On the WA campaign trail yesterday, Mr Barnett said: ``I think she (Tasmanian Labor Premier Lara Giddings) should look at the Tasmanian economy.
``They should be doing a lot, lot better. You know, when I leave this job maybe I'll go down and hire myself out for a year to run Tasmania.
``It wouldn't take much to get the Tasmanian economy moving.''
He made the comments in response to a speech from Ms Giddings to the National Press Club, in which she criticised Mr Barnett for ``crying poor'' when his state was rolling in mining riches.
As The Examiner revealed yesterday, Ms Giddings challenged her mainland counterparts in the speech to take a tour of the state before criticising it.
``You've all heard the claims - Tasmania is backward, a mendicant state, the Greece of Australia, closed for business,'' she said.
``Too often Tasmania is used as either the national whipping boy or a soft target for strategies designed to win the votes of environmentally conscious voters in the inner-city suburbs of Melbourne and Sydney.''
Mr Barnett, who faces the polls on March 9, described Tasmania as a ``mendicant'' state as part of an ongoing stoush over GST revenue.
The Examiner asked all Liberal premiers whether they planned to take up Ms Giddings's offer of a tour.

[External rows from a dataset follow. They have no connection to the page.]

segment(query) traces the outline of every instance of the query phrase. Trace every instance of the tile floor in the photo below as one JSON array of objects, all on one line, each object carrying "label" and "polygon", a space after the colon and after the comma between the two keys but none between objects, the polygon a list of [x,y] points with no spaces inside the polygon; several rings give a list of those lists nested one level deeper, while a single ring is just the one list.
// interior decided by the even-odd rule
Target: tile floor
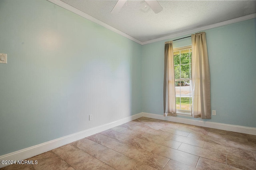
[{"label": "tile floor", "polygon": [[1,170],[256,170],[256,136],[146,117]]}]

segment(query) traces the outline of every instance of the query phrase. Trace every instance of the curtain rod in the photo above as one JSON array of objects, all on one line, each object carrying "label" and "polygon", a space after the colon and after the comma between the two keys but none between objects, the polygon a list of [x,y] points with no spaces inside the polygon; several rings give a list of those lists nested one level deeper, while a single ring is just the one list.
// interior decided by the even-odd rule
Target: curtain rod
[{"label": "curtain rod", "polygon": [[183,38],[187,38],[188,37],[191,37],[191,36],[189,36],[188,37],[184,37],[184,38],[179,38],[178,39],[177,39],[177,40],[172,40],[172,41],[174,42],[174,41],[178,40],[179,40],[183,39]]}]

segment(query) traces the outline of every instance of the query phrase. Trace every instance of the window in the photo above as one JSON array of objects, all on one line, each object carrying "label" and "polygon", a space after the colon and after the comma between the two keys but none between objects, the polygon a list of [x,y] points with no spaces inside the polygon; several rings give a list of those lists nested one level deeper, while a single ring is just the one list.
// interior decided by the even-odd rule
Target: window
[{"label": "window", "polygon": [[191,114],[192,104],[191,45],[174,49],[176,109]]}]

A spokeswoman for Victorian Premier Ted Baillieu said his government enjoyed a positive working relationship with Tasmania, as evidenced by the firefighters who flew over to help battle last month's bushfires.
She said Mr Baillieu had visited Tasmania last year, and looked forward to returning in six weeks for a ministerial council meeting.
``Premier Baillieu's criticism lies squarely with (Prime Minister) Julia Gillard regarding the $6.1 billion in GST receipts that have been ripped from Victoria under the federal Labor government,'' the spokeswoman said.
A spokesman for New South Wales Premier Barry O'Farrell said the leader had taken his family on a holiday to Tasmania in 2009.
``He is too busy running NSW to take potshots at Tasmania,'' the spokesman said.
Staff of Queensland Premier Campbell Newman, who used to live in Tasmania, did not respond before deadline.